Para Ipea, gasto público é insuficiente
Mauro Zanatta, de Brasília
Valor Econômico- 04/05/2010
Mesmo com a recente evolução do Orçamento, os indicadores de saúde seguem descolados do volume de gastos. Um dos mais importantes índices do setor, a mortalidade infantil tem registrado expressivo recuo. Entre 1994 e 2008, a taxa passou de 38,2 para 19 óbitos por mil nascidos vivos. Mas o ritmo de redução dessas mortes precoces na gestão Fernando Henrique Cardoso supera em dobro, até aqui, o período do governo Lula – 57% a 24%.
O sintoma mais grave é persistência de diferenças regionais e raciais no índice. As crianças pobres têm mais que o dobro de chance de morrer do que os filhos dos ricos. E negros e índios morrem mais do que brancos, segundo o Ministério da Saúde. Nesse quesito fundamental, o Brasil figura em terceiro lugar no ranking da América do Sul, atrás de Bolívia e Paraguai, aponta o Fundo de Populações das Nações Unidas (Unfpa).
“Eliminamos seis doenças e temos outras 11 próximas de acabar. Temos atuado fortemente e o cenário favorece a redução de doenças com peso significativo sobre a mortalidade infantil”, afirma o diretor de Vigilância Epidemiológica, Eduardo Hage.
A baixa velocidade da queda tem outra explicação. O Brasil aplica apenas 3,6% do Produto Interno Bruto (considerado todo o setor público e não apenas o nível federal) em recursos públicos na saúde. “O nosso gasto público é muito baixo para uma cobertura universal e integral”, diz o especialista do Ipea, Sérgio Piola. Estudos do instituto estimam a necessidade mínima de 6,5% do PIB. O gasto per capita do Brasil, de US$ 367 anuais, supera apenas Paraguai (US$ 131) e México (US$ 327). Quando somada a despesa privada, o gasto do PIB sobe a 8,4%. Nos países da OCDE, onde os sistemas são universais e as fontes públicas superam 70% do gasto, as despesas são próximas de 9%. Nos Estados Unidos, o índice supera 15% do PIB. “Somos o único país de sistema universal onde o gasto privado é maior do que o público”, diz Piola.

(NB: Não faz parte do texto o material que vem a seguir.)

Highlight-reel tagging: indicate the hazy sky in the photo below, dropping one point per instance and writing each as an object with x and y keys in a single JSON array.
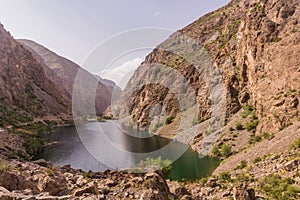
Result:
[{"x": 73, "y": 28}]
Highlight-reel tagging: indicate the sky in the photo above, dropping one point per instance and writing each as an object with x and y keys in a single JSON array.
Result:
[{"x": 75, "y": 28}]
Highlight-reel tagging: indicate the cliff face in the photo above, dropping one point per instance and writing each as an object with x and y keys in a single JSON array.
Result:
[
  {"x": 253, "y": 45},
  {"x": 67, "y": 71},
  {"x": 24, "y": 83}
]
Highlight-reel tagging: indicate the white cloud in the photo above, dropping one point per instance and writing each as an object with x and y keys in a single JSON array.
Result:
[
  {"x": 156, "y": 14},
  {"x": 121, "y": 74}
]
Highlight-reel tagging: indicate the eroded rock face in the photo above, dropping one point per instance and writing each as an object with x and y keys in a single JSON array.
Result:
[
  {"x": 21, "y": 180},
  {"x": 67, "y": 71},
  {"x": 23, "y": 82},
  {"x": 255, "y": 47}
]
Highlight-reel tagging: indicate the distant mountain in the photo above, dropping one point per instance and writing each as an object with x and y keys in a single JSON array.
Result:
[
  {"x": 67, "y": 71},
  {"x": 24, "y": 83}
]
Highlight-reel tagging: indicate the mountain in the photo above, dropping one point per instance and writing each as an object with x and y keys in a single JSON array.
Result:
[
  {"x": 87, "y": 85},
  {"x": 25, "y": 85},
  {"x": 246, "y": 53}
]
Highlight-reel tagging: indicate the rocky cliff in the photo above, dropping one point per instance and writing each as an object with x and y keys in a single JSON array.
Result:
[
  {"x": 248, "y": 51},
  {"x": 24, "y": 83},
  {"x": 87, "y": 85}
]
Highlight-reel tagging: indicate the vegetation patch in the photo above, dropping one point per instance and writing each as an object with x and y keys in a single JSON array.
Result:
[
  {"x": 251, "y": 126},
  {"x": 276, "y": 187},
  {"x": 169, "y": 120},
  {"x": 226, "y": 150}
]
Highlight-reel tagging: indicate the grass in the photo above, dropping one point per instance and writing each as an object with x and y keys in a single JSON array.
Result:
[
  {"x": 276, "y": 187},
  {"x": 242, "y": 165},
  {"x": 238, "y": 126},
  {"x": 247, "y": 110},
  {"x": 297, "y": 143},
  {"x": 215, "y": 151},
  {"x": 254, "y": 139},
  {"x": 257, "y": 160},
  {"x": 225, "y": 177}
]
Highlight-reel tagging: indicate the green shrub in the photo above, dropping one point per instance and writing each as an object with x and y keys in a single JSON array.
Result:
[
  {"x": 169, "y": 120},
  {"x": 215, "y": 151},
  {"x": 297, "y": 143},
  {"x": 248, "y": 109},
  {"x": 257, "y": 160},
  {"x": 242, "y": 177},
  {"x": 267, "y": 136},
  {"x": 275, "y": 187},
  {"x": 203, "y": 181},
  {"x": 251, "y": 126},
  {"x": 242, "y": 165},
  {"x": 225, "y": 176},
  {"x": 238, "y": 126},
  {"x": 226, "y": 150},
  {"x": 254, "y": 138}
]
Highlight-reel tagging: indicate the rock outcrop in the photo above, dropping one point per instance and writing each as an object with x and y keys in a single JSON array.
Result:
[
  {"x": 24, "y": 84},
  {"x": 42, "y": 180},
  {"x": 246, "y": 53},
  {"x": 88, "y": 86}
]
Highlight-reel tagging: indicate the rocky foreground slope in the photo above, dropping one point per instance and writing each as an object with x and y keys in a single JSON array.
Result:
[{"x": 250, "y": 62}]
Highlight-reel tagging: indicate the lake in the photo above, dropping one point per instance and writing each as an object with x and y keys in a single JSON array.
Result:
[{"x": 99, "y": 146}]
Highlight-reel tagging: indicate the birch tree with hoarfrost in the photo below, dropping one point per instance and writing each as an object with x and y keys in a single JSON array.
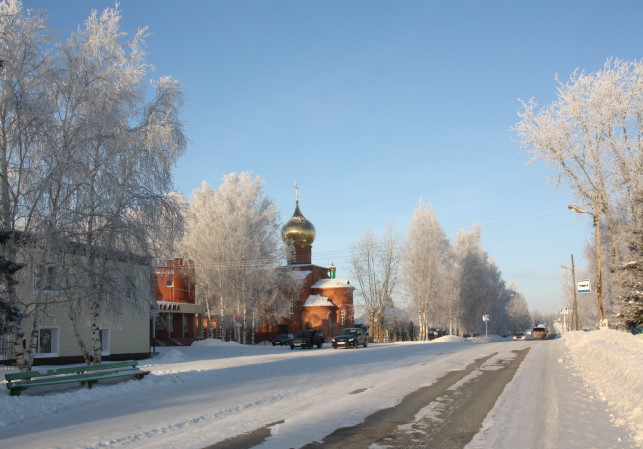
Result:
[
  {"x": 591, "y": 138},
  {"x": 232, "y": 236},
  {"x": 427, "y": 267},
  {"x": 376, "y": 266},
  {"x": 100, "y": 157}
]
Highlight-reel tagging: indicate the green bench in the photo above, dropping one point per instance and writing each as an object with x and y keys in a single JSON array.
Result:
[{"x": 86, "y": 375}]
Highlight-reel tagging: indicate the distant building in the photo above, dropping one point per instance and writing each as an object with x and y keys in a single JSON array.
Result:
[
  {"x": 58, "y": 285},
  {"x": 176, "y": 315},
  {"x": 325, "y": 302}
]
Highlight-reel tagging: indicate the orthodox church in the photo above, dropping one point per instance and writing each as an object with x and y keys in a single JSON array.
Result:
[{"x": 325, "y": 303}]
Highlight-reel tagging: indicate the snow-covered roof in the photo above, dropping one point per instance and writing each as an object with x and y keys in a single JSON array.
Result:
[
  {"x": 332, "y": 283},
  {"x": 317, "y": 301}
]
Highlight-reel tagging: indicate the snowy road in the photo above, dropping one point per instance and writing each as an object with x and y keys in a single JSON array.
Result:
[{"x": 201, "y": 396}]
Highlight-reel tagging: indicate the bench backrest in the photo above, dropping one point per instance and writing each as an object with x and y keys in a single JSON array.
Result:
[{"x": 70, "y": 370}]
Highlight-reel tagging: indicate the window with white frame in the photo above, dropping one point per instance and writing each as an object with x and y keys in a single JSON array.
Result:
[
  {"x": 47, "y": 342},
  {"x": 48, "y": 284},
  {"x": 105, "y": 341}
]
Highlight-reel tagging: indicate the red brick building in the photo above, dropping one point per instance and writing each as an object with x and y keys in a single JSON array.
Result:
[
  {"x": 176, "y": 315},
  {"x": 325, "y": 303}
]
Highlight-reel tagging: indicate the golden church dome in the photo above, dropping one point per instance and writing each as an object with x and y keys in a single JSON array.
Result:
[{"x": 298, "y": 230}]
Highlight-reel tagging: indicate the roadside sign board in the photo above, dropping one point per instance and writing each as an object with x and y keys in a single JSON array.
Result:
[{"x": 583, "y": 286}]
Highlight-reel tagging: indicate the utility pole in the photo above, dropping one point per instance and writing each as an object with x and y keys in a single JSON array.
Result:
[{"x": 575, "y": 303}]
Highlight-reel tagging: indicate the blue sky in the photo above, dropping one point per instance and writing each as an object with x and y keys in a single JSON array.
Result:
[{"x": 371, "y": 105}]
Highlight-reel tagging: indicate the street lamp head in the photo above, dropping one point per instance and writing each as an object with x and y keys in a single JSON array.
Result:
[{"x": 578, "y": 210}]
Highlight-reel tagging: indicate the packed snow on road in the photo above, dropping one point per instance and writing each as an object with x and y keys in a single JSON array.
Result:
[{"x": 584, "y": 389}]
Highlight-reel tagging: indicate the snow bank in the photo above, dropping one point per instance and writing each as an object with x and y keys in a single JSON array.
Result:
[{"x": 611, "y": 362}]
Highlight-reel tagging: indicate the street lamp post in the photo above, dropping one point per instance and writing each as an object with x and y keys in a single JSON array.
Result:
[
  {"x": 574, "y": 304},
  {"x": 597, "y": 236}
]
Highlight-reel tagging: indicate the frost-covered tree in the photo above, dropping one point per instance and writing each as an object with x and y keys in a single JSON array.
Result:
[
  {"x": 591, "y": 137},
  {"x": 426, "y": 267},
  {"x": 232, "y": 235},
  {"x": 25, "y": 158},
  {"x": 376, "y": 266},
  {"x": 481, "y": 290}
]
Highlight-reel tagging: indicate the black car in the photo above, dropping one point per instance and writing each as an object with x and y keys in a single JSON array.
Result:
[
  {"x": 282, "y": 340},
  {"x": 350, "y": 337},
  {"x": 539, "y": 333},
  {"x": 307, "y": 339}
]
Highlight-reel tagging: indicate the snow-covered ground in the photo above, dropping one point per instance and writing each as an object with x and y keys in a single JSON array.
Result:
[{"x": 582, "y": 390}]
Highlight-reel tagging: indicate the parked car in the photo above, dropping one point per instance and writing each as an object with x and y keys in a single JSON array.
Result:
[
  {"x": 350, "y": 337},
  {"x": 539, "y": 333},
  {"x": 307, "y": 339},
  {"x": 282, "y": 340},
  {"x": 519, "y": 336}
]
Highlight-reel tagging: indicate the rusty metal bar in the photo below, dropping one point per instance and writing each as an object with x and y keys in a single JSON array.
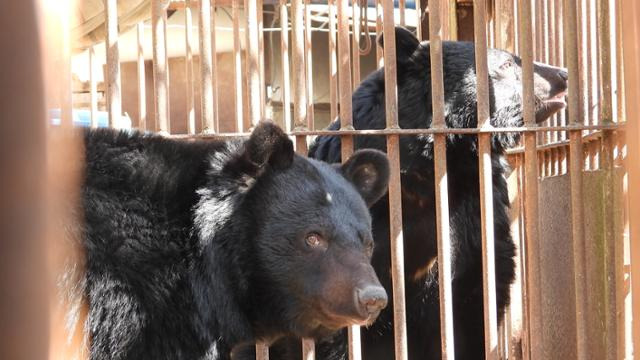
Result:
[
  {"x": 299, "y": 71},
  {"x": 263, "y": 86},
  {"x": 631, "y": 43},
  {"x": 25, "y": 281},
  {"x": 344, "y": 77},
  {"x": 441, "y": 182},
  {"x": 355, "y": 348},
  {"x": 206, "y": 69},
  {"x": 533, "y": 304},
  {"x": 333, "y": 61},
  {"x": 142, "y": 88},
  {"x": 114, "y": 97},
  {"x": 614, "y": 252},
  {"x": 253, "y": 64},
  {"x": 308, "y": 349},
  {"x": 262, "y": 351},
  {"x": 486, "y": 185},
  {"x": 355, "y": 46},
  {"x": 214, "y": 70},
  {"x": 93, "y": 91},
  {"x": 395, "y": 207},
  {"x": 237, "y": 69},
  {"x": 160, "y": 67},
  {"x": 284, "y": 55},
  {"x": 379, "y": 52},
  {"x": 570, "y": 13},
  {"x": 188, "y": 62},
  {"x": 308, "y": 63}
]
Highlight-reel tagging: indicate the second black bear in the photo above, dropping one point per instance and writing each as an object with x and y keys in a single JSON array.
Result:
[
  {"x": 195, "y": 247},
  {"x": 418, "y": 197}
]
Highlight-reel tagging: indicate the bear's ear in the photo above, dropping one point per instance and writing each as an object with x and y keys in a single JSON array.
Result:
[
  {"x": 406, "y": 43},
  {"x": 368, "y": 171},
  {"x": 267, "y": 145}
]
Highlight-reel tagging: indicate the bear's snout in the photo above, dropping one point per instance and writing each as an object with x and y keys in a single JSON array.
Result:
[{"x": 371, "y": 300}]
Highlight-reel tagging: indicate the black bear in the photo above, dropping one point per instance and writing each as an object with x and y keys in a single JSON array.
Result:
[
  {"x": 418, "y": 197},
  {"x": 195, "y": 247}
]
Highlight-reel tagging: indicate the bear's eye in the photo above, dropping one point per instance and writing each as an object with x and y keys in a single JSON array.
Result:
[{"x": 315, "y": 241}]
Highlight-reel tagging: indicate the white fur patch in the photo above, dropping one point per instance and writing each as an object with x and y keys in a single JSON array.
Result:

A desigualdade dos gastos influencia os indicadores. Embora tenha sucesso na vacinação e no controle da aids, falta muito para fazer. Um exemplo é a taxa de mortalidade por doenças transmissíveis, outra das principais medidas da saúde. Em 1990, a taxa era de 59,3 óbitos por 100 mil habitantes. Em 1998, recuou a 52 óbitos. Mas entre 2003 e 2006 aumentou quase 4% – passando de 47 para 48,8 óbitos. O indicador regrediu oito anos, voltando aos mesmos níveis de 1999 em doenças imunopreveníveis, respiratórias agudas, intestinais e vetoriais, além de tuberculose, meningite, septicemia, raiva e aids. O Ministério da Saúde defende uma melhora no índice. “Em 1980, essa era a terceira causa de óbitos no país. Em 2008, caiu para a sétima”, afirma Hage.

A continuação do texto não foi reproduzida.